Wait a minute. We have

$$\left\{\begin{array}{l} \dot{x} = y\\ \dot{y} = -x\\ \end{array}\right. \quad\implies\quad \left\{\begin{array}{l} \ddot{x} = -x\\ \ddot{y} = -y\\ \end{array}\right.$$

but the converse is not true. So isn't it a bit dangerous to say that the Lagrangian I gave represents a two dimensional harmonic oscillator?

What you explained sounds like that the classical system I wrote down, cannot be quantized directly, but instead we must modify the classical system first, by replacing the real variables x and y by anti-commuting Grassmann numbers, and then we can quantize it.

What Rainbow Child explained, on the other hand, sounded like that we can quantize the system I wrote down without any modifications, and that it would suffice that some Dirac bracket relations would be satisfied.

I don't know how to see it.
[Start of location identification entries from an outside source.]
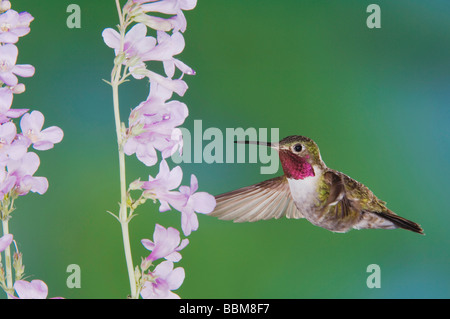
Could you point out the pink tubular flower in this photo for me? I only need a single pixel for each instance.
(6, 183)
(166, 244)
(173, 7)
(36, 289)
(160, 187)
(31, 125)
(8, 67)
(6, 113)
(14, 25)
(5, 241)
(136, 43)
(200, 202)
(153, 127)
(10, 148)
(166, 280)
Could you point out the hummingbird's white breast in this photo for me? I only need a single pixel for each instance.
(304, 193)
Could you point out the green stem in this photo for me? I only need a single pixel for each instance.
(124, 218)
(123, 212)
(8, 267)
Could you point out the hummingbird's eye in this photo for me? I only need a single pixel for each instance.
(298, 148)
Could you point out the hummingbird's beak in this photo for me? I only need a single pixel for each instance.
(268, 144)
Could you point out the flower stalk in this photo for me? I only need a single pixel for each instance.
(153, 132)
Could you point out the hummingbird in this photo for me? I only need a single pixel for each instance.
(309, 189)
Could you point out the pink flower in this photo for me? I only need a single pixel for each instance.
(10, 147)
(6, 113)
(165, 280)
(200, 202)
(8, 67)
(166, 244)
(36, 289)
(14, 25)
(6, 183)
(5, 241)
(23, 170)
(136, 43)
(153, 127)
(169, 46)
(31, 125)
(174, 7)
(160, 187)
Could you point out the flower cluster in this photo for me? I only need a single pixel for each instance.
(153, 128)
(159, 283)
(17, 164)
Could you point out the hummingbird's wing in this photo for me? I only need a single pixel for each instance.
(265, 200)
(354, 203)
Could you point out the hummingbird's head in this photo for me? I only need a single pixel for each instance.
(298, 156)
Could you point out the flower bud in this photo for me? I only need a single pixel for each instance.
(19, 88)
(137, 184)
(5, 6)
(155, 23)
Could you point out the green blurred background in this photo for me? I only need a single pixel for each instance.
(375, 100)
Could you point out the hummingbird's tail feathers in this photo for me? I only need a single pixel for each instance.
(265, 200)
(401, 222)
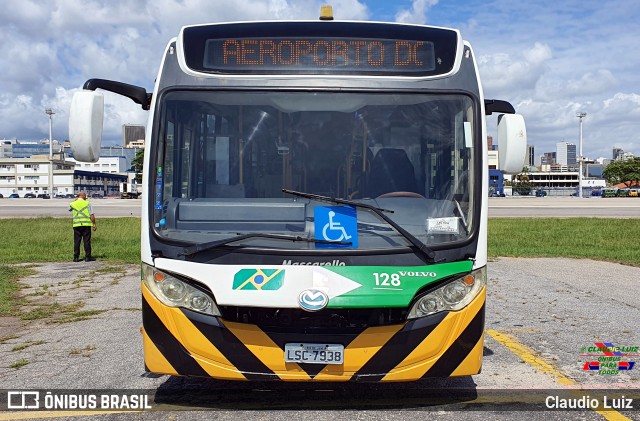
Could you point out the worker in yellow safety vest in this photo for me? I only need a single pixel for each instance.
(83, 222)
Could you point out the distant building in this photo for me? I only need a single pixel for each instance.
(617, 153)
(492, 158)
(549, 158)
(594, 170)
(531, 156)
(566, 154)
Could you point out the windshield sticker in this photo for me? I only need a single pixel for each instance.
(337, 224)
(450, 225)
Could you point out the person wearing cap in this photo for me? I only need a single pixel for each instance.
(83, 222)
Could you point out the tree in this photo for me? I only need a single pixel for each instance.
(521, 184)
(627, 172)
(137, 165)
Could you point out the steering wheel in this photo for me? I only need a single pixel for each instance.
(401, 194)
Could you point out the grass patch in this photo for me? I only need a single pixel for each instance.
(612, 240)
(20, 363)
(117, 240)
(109, 269)
(9, 286)
(58, 313)
(26, 345)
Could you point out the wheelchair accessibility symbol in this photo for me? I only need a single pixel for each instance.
(336, 223)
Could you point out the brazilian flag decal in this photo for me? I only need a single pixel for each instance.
(258, 279)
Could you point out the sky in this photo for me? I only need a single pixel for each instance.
(551, 59)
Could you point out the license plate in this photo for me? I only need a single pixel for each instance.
(314, 353)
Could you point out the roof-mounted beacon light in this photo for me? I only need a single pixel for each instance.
(326, 12)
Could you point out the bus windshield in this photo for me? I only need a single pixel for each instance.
(223, 159)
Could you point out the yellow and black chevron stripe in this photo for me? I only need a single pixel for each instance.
(186, 343)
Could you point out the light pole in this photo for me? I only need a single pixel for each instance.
(580, 115)
(50, 112)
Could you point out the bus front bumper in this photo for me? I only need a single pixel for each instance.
(185, 343)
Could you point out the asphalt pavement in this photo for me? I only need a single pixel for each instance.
(542, 315)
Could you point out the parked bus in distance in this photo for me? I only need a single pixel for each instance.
(315, 200)
(496, 183)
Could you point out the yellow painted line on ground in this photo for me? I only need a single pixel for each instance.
(529, 356)
(30, 415)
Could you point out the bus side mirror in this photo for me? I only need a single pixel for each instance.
(512, 143)
(85, 125)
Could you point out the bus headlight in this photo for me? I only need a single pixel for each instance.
(174, 292)
(452, 296)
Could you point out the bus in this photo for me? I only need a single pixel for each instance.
(314, 202)
(496, 183)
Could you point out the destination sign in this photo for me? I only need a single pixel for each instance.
(319, 55)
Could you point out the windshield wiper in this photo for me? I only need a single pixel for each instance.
(426, 251)
(188, 251)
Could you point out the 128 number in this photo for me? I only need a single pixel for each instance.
(386, 280)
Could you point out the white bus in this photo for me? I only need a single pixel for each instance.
(315, 200)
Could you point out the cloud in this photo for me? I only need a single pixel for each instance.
(501, 72)
(417, 13)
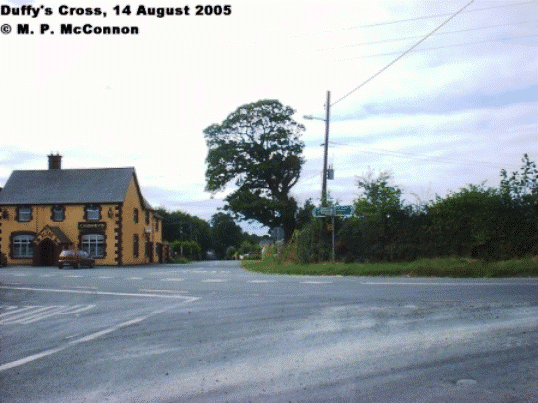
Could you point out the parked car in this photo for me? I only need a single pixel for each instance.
(75, 258)
(3, 259)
What does the code "Proc.Roy.Soc.,1959, A251,536" mean?

https://www.amazon.com/Quantization-Gauge-Systems-Marc-Henneaux/dp/0691037698

This looks tough stuff. I'm going to be buying some books (Goldstein's and Jackson's books are already decided)........ ........once I get some money. I'll be considering this too.

Last edited: Jan 12, 2008
18. Jan 12, 2008

### jostpuur

Another idea: Could it be possible to quantize a system described by

$$L=\epsilon(\dot{x}^2 + \dot{y}^2) + \dot{x}y - x\dot{y} - x^2 - y^2$$

as usual, and then take something reasonable out by setting $\epsilon\to 0$?

19. Jan 12, 2008

### samalkhaiat

20. Jan 12, 2008

### Rainbow Child

Actually we can make his system a physical one!
If we imagine a particle with charge $q$ and mass $m$ moving in the x-y plane along with a strong constant, homogeneous magnetic field towards the z-direction with strength $$B_o$$. Let's also assume that there is an external potential $V=\frac{m}{2}\,(x^2+y^2)$.
Then the corresponding Lagragian reads

$$\mathcal{L}=\frac{m}{2}\,(\dot{x}^2+\dot{y}^2)+\frac{q\,B_o}{2\,c}\,(x\,\dot{y}-y\,\dot{x})-\frac{m}{2}\,(x^2+y^2)$$

If you demand a very large magnetic field, i.e.

$$\frac{q\,B_o}{m\,c}\gg 1$$

we may neglect the kinetic term, arriving to

$$\mathcal{L}=\frac{q\,B_o}{2\,c}\,(x\,\dot{y}-y\,\dot{x})-\frac{m}{2}\,(x^2+y^2)$$

which is jostpuur's Lagrangian apart from numerical constants.